Paris Musées was alternately a non-profit organization created in 1985, then a limited company and public contractor per 28 February 2008, and since 1 January 2013, a public institution, an établissement public local, à caractère administratif.

Paris Musées's main mission is to manage the museums attached to it and allow them and their directors to run their scientific and cultural projects. The headquarters staff's responsibility is to ensure the overarching cultural program is coherent and that priorities and goals fixed by the City of Paris are achieved, especially those concerning temporary exhibitions, catalogues and other cultural editions, educational and cultural programs.

===Reform goals===
This reform was decided by the mayor of Paris, Bertrand Delanoë, to promote and enhance the City of Paris museums network.

The legal and financial autonomy given by the new entity, independent from the City of Paris’ administration, will facilitate management and responsiveness, as was the case for the major national museums. Keeping all museums in a single entity maintains the uniqueness of the municipal collection and enables the input of a more coherent strategy, therefore allowing economies of scale and better interactions between museums.

===Priorities===
Priorities fixed by the City of Paris:

- Develop and highlight the museums' collections. Through their computerization and digitization, research, programming of various events and exhibitions meant to make the municipal collections more known. Access to the City of Paris museums' collections is free since 2001.
- Produce high-quality exhibitions and publications, contributing to the cultural wealth and influence of Paris, nationally and internationally.
- Develop and expand audience reach through reinforced educational policies and a major focus on visit comfort and visitors programs. Today, the City of Paris's museums host more than 2 million visitors a year. Paris Musées aims at strengthening their figures and making culture more accessible to visitors.

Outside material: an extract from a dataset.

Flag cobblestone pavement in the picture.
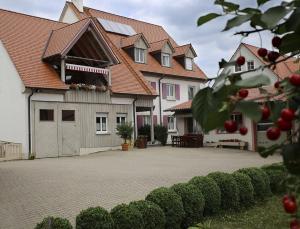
[0,147,280,229]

==Board of directors and executive office==
The public institution Paris Musées was created at the Council of Paris session of 20 June 2012. Its first board meeting took place on 12 July 2012. First Deputy Mayor Anne Hidalgo became its chair. Danièle Pourtaud, deputy mayor for heritage, became vice chair.

The Board of Directors counts nine Paris counseling members:
- Geneviève Bertrand
- Céline Boulay-Espéronnier
- Danielle Fournier
- Christophe Girard
- Bruno Julliard
- Hélène Macé de Lepinay
- Danielle Simonnet

The Board also counts four qualified and renowned members:
- Martin Bethenod, director of the Palazzo Grassi in Venice
- Jean-François Chougnet, director of Marseille-Provence 2013
- Gaïta Leboissetier, deputy director, in charge of education at the National Superior School of Fine Arts
- Antoinette Le Normand-Romain, executive director at the National Institute of Art History

Delphine Levy, who conducted the reform's project, was designated chief executive director.